I learned a few years ago that I have aphantasia, which is, to quote from Wikipedia: “characterized by an inability to voluntarily visualize mental imagery.” Before learning about this, I’d never believed people had actual visual mental images when they imagined things. Honestly, it’s still hard for me to imagine such a thing being possible. In June 2020, I was on Vikasan Pillai’s podcast The Untypical Podcast to talk about what it’s like to have aphantasia. I rebroadcast this episode for my own podcast. Here are episode links:
- iTunes (embedded below)
- Spotify
- Google Play
- YouTube
Here’s the link to Visakan’s original interview on Spotify. And here’s Pillai’s Twitter.
Topics we discuss and related resources:
- A well-known post about aphantasia by Blake Ross, which brought it to many people’s attention for first time.

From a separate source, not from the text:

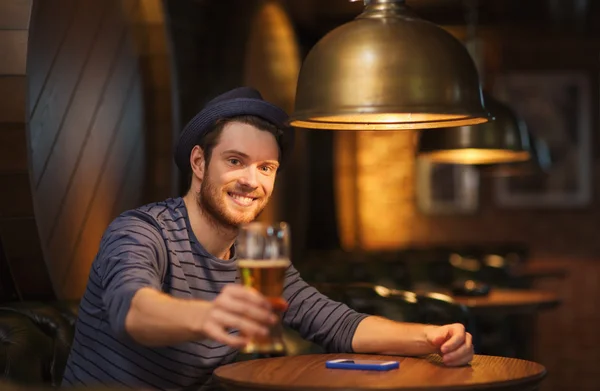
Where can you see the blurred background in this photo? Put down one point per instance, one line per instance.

- 2018 Scientific American article about aphantasia
- My Twitter poll asking people about their visual mental imagery. This and other conversations make me think that more people have aphantasia than the 1% or so often said to have it.
- 2015 NY Times piece about aphantasia.
- 2020 NY Times piece about aphantasia.
- 2015 BBC piece about aphantasia
- 2020 piece by fantasy author Mark Lawrence about his own aphantasia
- A book Aphantasia: Experiences, Perceptions, and Insights (while this had some interesting descriptions and observations, it’s mainly a compilation of people’s self-reports and self-reports on consciousness are so inherently ambiguous and flawed that it’s hard to reach much conclusions from them)

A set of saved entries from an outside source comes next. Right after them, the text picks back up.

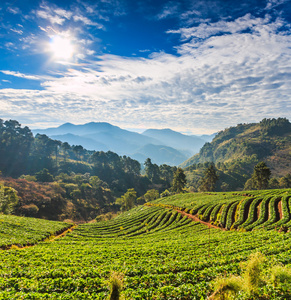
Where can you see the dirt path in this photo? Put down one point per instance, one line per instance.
(196, 219)
(280, 209)
(51, 238)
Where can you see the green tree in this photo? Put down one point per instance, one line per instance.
(127, 200)
(208, 182)
(8, 199)
(151, 195)
(261, 176)
(44, 176)
(285, 182)
(179, 181)
(152, 171)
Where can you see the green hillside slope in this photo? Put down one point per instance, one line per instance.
(269, 140)
(21, 231)
(158, 253)
(252, 210)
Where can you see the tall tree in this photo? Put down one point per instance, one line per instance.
(207, 183)
(127, 200)
(261, 176)
(179, 181)
(152, 171)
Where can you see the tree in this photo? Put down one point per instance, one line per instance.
(207, 183)
(179, 181)
(151, 195)
(152, 171)
(44, 176)
(8, 199)
(285, 182)
(261, 176)
(127, 200)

- Piece about how people born blind don’t develop schizophrenia. I haven’t seen anything written about it, but I would theorize that people on more aphantasiac side would be less likely to develop psychosis.
- Daniel Dennett’s Consciousness Explained, which I recommend for understanding the human mind, and which I think helps explain why people over-estimate their visual imagery abilities (as they often over-estimate other mental capabilities).